IU Professor Rebecca Dirksen will lead a curator’s talk centered around a display of Haitian drums in the Mathers Museum of World Cultures at 4:30 p.m. Thursday. The event is free and open to the public.
“Inevitably, an exhibit has to simplify complicated stories, so one thing that a curator’s talk does is allow those who are interested to hear from the person whose knowledge is represented in the exhibit and ask questions to follow-up on things of special interest,” Mathers Museum Director Jason Baird Jackson said.
Dirksen studies ethnomusicology and has lived and worked in Haiti for around 16 years. She works across the spectrum of musical genres in Haiti.
“You can use these musical genres as a means to get at these really big human questions about what it means to live today on Earth in precarious circumstances,” Dirksen said.
The drums from the display provide music for sacred Vodou practices. Dirksen said real Vodou is very different than its often derogatory Hollywood portrayals. It is not just a religion, but a sacred way of life in Haiti. In her talk, Dirksen will discuss a variety of topics, including Vodou and deforestation, within the framework of the Haitian drums.

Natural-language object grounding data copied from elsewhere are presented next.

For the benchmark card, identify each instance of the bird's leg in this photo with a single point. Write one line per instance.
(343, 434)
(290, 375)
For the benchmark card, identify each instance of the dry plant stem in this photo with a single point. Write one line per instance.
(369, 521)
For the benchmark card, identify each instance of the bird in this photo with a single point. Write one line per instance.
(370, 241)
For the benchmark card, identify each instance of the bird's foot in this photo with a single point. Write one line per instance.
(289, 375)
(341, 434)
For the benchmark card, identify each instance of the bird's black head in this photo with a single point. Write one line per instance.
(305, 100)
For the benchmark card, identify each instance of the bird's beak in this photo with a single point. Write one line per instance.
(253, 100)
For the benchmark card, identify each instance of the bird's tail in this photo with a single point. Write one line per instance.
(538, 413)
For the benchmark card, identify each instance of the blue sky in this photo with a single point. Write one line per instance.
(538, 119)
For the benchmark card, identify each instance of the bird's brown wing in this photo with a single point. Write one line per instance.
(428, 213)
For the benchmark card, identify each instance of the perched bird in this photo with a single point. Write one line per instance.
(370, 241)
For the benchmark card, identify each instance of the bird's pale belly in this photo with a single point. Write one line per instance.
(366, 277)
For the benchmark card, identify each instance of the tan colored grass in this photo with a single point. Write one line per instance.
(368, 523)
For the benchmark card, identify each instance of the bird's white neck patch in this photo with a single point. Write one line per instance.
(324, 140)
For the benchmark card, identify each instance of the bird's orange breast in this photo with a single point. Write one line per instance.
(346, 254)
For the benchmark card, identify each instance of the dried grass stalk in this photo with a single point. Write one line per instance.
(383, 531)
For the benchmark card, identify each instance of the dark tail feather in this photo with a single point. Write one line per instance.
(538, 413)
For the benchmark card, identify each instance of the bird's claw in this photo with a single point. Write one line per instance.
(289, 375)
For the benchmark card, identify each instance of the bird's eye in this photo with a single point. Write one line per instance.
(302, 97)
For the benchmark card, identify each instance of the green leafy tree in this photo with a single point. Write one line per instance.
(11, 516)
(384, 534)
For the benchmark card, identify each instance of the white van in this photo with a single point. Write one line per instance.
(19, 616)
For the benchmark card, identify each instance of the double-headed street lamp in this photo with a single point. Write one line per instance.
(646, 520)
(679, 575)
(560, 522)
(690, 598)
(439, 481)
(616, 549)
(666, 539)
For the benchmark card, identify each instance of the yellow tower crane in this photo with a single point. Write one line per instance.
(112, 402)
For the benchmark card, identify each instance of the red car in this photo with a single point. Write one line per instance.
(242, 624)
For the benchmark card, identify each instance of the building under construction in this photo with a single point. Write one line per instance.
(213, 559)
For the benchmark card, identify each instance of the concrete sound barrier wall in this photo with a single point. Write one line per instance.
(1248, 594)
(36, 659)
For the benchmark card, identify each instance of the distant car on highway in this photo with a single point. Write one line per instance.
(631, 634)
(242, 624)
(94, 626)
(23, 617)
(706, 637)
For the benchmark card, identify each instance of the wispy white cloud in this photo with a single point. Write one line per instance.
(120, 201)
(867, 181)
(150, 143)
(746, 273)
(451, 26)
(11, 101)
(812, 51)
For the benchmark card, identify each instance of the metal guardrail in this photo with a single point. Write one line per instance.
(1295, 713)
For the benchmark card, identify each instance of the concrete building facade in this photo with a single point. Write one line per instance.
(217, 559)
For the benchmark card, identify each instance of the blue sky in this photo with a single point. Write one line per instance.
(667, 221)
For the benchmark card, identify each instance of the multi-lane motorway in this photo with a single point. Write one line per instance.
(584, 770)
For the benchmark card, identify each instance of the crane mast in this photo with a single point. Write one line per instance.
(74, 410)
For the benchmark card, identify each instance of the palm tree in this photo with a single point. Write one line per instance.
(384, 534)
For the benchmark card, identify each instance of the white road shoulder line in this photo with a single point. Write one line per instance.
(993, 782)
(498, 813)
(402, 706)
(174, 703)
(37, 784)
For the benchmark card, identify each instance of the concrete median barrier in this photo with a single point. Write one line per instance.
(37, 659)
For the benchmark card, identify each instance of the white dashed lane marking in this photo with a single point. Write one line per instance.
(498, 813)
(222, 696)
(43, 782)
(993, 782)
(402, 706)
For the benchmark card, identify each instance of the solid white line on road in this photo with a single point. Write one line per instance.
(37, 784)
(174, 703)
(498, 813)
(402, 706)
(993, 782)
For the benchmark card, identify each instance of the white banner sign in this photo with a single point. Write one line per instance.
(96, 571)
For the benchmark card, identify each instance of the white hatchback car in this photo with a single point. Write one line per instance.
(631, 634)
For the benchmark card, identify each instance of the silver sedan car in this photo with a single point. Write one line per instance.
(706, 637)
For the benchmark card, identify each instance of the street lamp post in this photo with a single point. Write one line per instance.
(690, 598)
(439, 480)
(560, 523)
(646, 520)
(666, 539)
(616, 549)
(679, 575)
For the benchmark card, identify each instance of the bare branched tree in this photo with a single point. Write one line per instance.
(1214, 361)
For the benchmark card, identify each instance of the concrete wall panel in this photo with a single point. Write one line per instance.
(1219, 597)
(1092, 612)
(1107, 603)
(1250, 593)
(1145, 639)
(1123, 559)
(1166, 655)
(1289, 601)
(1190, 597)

“It is really a meditation on the state of the environment through the human experiences of music and the sacred,” Dirksen said.
The sacred drums were crafted by master drum maker Charles Charlesine, who was extraordinarily significant in the Haitian cultural scene, Dirksen said. The presentation will honor Charlesine, who died in March 2019.

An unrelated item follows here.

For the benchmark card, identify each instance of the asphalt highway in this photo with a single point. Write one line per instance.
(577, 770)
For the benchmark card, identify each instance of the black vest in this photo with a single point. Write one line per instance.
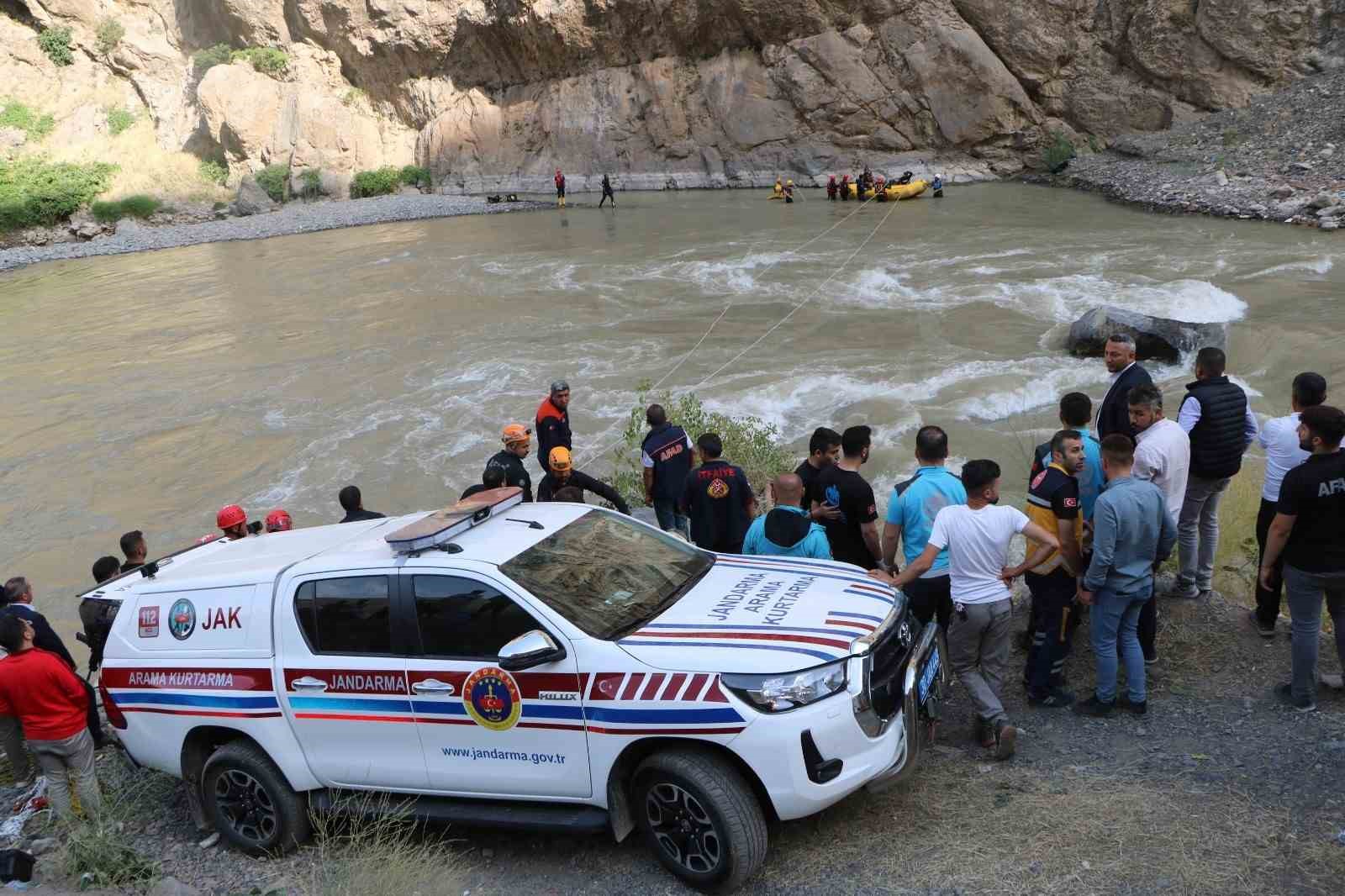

Dirksen said Charlesine observed increasingly extreme droughts and severe tropical storms in Haiti.
“He was very acutely aware of the increasing difficulty that he was having in terms of acquiring certain types of wood,” Dirksen said.

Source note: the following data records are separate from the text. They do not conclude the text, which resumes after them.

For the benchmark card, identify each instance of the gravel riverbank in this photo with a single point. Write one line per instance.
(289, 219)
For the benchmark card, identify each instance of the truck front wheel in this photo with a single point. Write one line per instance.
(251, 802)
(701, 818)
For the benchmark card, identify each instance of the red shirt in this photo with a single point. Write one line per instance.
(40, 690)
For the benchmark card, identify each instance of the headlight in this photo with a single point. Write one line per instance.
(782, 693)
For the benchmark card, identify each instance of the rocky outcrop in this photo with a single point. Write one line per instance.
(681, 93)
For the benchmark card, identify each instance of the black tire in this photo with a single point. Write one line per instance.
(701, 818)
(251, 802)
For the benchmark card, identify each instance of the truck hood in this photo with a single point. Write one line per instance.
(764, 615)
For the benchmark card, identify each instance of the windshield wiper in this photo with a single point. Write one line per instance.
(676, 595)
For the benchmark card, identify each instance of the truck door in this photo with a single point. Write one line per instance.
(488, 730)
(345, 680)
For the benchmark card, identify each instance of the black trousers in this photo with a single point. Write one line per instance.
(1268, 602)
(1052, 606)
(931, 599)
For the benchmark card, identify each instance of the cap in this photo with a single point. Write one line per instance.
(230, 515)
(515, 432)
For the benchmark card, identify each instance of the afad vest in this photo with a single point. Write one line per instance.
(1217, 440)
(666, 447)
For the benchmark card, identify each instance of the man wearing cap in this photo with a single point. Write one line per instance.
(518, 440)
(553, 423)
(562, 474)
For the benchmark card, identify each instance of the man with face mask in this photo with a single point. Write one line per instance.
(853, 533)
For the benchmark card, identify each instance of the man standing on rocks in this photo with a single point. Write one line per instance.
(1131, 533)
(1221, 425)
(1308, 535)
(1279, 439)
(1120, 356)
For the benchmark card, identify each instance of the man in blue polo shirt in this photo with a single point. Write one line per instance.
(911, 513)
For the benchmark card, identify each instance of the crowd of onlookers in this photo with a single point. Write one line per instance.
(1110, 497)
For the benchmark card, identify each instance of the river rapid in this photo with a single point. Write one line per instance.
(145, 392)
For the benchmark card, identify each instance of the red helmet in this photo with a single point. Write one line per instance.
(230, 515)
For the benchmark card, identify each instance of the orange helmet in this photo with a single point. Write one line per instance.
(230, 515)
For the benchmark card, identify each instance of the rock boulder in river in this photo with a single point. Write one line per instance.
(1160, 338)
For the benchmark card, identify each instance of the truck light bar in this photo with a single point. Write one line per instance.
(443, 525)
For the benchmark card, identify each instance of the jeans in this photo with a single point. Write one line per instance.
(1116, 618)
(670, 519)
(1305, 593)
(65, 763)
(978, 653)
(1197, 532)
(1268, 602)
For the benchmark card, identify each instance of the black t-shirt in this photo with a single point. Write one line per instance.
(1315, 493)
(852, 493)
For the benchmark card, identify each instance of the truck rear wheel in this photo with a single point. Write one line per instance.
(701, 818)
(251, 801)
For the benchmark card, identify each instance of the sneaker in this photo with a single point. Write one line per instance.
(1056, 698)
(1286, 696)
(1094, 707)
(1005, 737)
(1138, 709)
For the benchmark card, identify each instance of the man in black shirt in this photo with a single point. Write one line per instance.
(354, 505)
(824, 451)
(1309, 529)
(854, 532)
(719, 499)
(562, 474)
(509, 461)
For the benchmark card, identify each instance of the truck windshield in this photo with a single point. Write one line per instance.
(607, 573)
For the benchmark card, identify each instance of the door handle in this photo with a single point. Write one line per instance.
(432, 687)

Mathers Museum Assistant Director Judith Kirk said the drums are made from particular sacred trees, which are in danger due to deforestation and extreme weather that accelerates the loss of trees.
“It’s showing how climate change is more than just melting icebergs,” Kirk said. “It’s about a loss, possibly, of divine practices.”
Dirsken said she hopes her talk will encourage people to view climate change through a more compassionate lens.
“These are real impacts that are affecting real people around the world,” Dirksen said.